Are Americans smarter about nutrition? The answer is “Yes”. It would appear that in spite of obesity rates still rising more and more Americans are becoming better educated about their diets and nutrition. The American Dietetic Association (ADA) has just released its annual report on the eating and exercise habits of Americans. This study has been performed yearly since 1991. Read on to see where you fall in the survey.
ADA Survey Findings.
* The 2008 findings revealed that those people who did not want to know about diet or exercise at all, known as the “Don’t bother me” group, had fallen significantly from 1 in 3, or 32%, in 2002 to 1 in 5, or 19%, in 2008.
* 43% of Americans surveyed revealed that they are “Already doing it”, meaning that they consider themselves to be following a nutritious diet and exercising on a regular basis. This figure has jumped from 38% in 2002.
* 38% of Americans “Know they should” but haven’t quite gotten into better patterns yet. This has also raised from 30% in 2002.
* Overall, 67% of those surveyed considered nutrition and diet to be very important in maintaining a healthy lifestyle.
* 61% considered exercise to be extremely important as well.
* More women then men thought that both exercise and diet were important to remain healthy.
* Americans of all ages thought that some form of physical activity was important for maintaining health.
* Interestingly enough, younger Americans considered nutrition to be far less important then the older age groups.
* Americans with a higher education of college or more considered nutrition to be more valuable than those who finished at high school.
* The surveyed Americans also revealed that many of them have altered their diets over the last 5 years. An impressive 50% were now eating more vegies, 48% more fruits, and 56% were eating more whole grains. Meat consumption was on a decrease with 41% eating less beef and 33% consuming less pork.
* The number of Americans seeking information on correct nutrition has more than doubled in the past 8 years jumping from 19% in 2000 to 40% of the population in 2008.
What is Smart Nutrition?
* Consume less refined sugars such as pastries, white breads and pastas, cookies, sweets, candies, sodas, and starchy vegetables such as potatoes. Deep fried and salty foods should also be kept to a minimum. Consult your doctor about individual appropriate alcohol consumption.
* Smart nutrition also involves understanding the need for regular workouts. Regular exercise ensures less heath problems such as heart disease and diabetes type 2, and aids in weight control.
The average adult should aim for:
* Fiber. Fiber can be found in whole grains and fruits and vegetables. Males should aim for 30 grams daily and women for 20 grams daily.
* Vegetables especially leafy greens, and the more colorful varieties will provide a rich and varied source of vitamins and minerals. Aim for 3-5 servings daily.

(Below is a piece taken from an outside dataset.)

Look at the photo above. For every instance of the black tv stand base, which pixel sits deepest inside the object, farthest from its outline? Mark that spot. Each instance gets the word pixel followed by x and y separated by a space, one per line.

* Fruits provide many essential nutrients along with fiber. Fresh is best. Aim for 2-4 servings daily.
* Dairy products such as milk and yogurt are best consumed as calcium enriched and low fat for adults. Aim for 2-3 servings daily. One serve is 1 glass of milk.
* Protein such as fish, eggs, cheeses, meat, chicken and beef. Try to select low fat options such as fish, and cut off any visible fat. Aim for 4-6 ounces of protein daily. One egg, 1/2 cup tofu, or 1/4 cup cottage cheese are all equivalent to 1 ounce of protein.
Americans are becoming smarter about their nutrition. Many Americans know what they should be consuming, and many more are keen to further their education about healthy nutrition choices. Are you eating smart?